[Python-bugs-list] [ python-Bugs-734170 ] PyArg_ParseTuple("u") inconstency

SourceForge.net noreply@sourceforge.net
Thu, 08 May 2003 08:28:12 -0700


Bugs item #734170, was opened at 2003-05-07 22:02
Message generated for change (Comment added) made by ronaldoussoren
You can respond by visiting: 
https://sourceforge.net/tracker/?func=detail&atid=105470&aid=734170&group_id=5470

Category: Unicode
Group: Python 2.3
Status: Closed
Resolution: Wont Fix
Priority: 5
Submitted By: Ronald Oussoren (ronaldoussoren)
Assigned to: M.-A. Lemburg (lemburg)
Summary: PyArg_ParseTuple("u") inconstency

Initial Comment:
PyArg_ParseTuple behaves strangly with the format
character "u" when a plain string is passed as the
argument. This seems to perform the conversion
value.decoded("utf-16"), which is very surprising and
inconsistent with the behaviour of the python
expression unicode(value) with is equivalent with
value.decode("ascii").

The current behaviour will confuse users that pass
plain strings to extension functions expecting unicode
arguments.

----------------------------------------------------------------------

>Comment By: Ronald Oussoren (ronaldoussoren)
Date: 2003-05-08 17:28

Message:
Logged In: YES 
user_id=580910

The conversion for plain is not mentioned in the the
documentation (section 5.5 of the in-development
documentation at python.org). Based on that documentation
I'd assume that plain strings will either not be accepted or
be converted to unicode objects.

As a user of functions that use the 'u' format specifier I
was very surprised when my plain string argument seemingly
got mangled. Only after close checking I noticed that the
string is interpreted as raw utf-16 data.

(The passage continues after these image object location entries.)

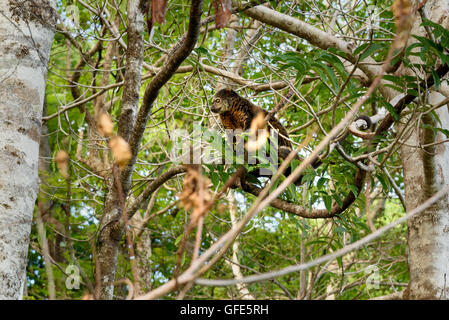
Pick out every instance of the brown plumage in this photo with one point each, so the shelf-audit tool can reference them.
(237, 112)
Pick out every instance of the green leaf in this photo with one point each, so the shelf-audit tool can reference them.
(371, 50)
(338, 199)
(328, 202)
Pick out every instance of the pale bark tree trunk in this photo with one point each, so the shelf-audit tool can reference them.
(426, 170)
(24, 50)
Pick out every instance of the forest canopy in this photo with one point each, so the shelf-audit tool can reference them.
(360, 85)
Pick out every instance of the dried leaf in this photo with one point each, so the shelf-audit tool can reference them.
(258, 141)
(104, 125)
(158, 10)
(402, 10)
(62, 162)
(223, 11)
(258, 131)
(257, 123)
(120, 150)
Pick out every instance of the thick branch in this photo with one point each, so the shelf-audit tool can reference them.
(156, 183)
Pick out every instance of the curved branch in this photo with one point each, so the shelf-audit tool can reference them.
(301, 211)
(156, 183)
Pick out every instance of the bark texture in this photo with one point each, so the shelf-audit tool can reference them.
(426, 170)
(23, 69)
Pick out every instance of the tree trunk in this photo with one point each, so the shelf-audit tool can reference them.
(24, 50)
(426, 170)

----------------------------------------------------------------------

Comment By: M.-A. Lemburg (lemburg)
Date: 2003-05-07 22:37

Message:
Logged In: YES 
user_id=38388

Why is the current beahviour surprising ? The "u" parser
marker reads a buffer like object and interprets it
as Py_UNICODE array. It is very different from
what unicode(value) does. The "es" marker takes
care of unicode(value, encoding) kind of conversions.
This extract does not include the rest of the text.